When you’re starting a new business, it can be really exciting to think about all the money you’re about to make. Nothing quite like your product exists today, and your friends and family assure you it will be a hit. You’ll make millions, surely. But how long will it take? And what do you need to do to reach those lofty goals?

Projecting revenue in any business is a bit of a game. It’s part educated guess, and part big hairy audacious dream. If the market for your product is growing and you have some capital to jumpstart your growth, you might be able to grow revenue faster.

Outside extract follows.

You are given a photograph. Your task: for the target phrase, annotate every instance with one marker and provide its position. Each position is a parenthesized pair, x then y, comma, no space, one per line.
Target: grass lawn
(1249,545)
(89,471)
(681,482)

On the other hand, some economic event might happen that you can’t predict, which sends sales spiralling down – and in that case, no amount of marketing will help. 

When you first get going, it’s hard to know whether you should be realistic or idealistic with your sales targets. Let’s look at some of the pros and cons of each.

The Idealistic Revenue Forecast

Pros: Big revenue targets can be motivating – especially if you make them public. By claiming to your friends, your mom, or even the bank that you can achieve a hockey-stick growth forecast, you’re on the hook to make sure you do it. 

Cons: Many entrepreneurs forget to acquire the resources they need for fast revenue growth. If too many orders come in and you don’t have staff or inventory to fill them, you could be looking at a PR nightmare. Also, to get lots of sales, you have to do a lot of marketing – and there’s a time and money cost to that. So if you’re not prepared to do some spending, idealistic forecasts could leave you looking pretty silly at year-end.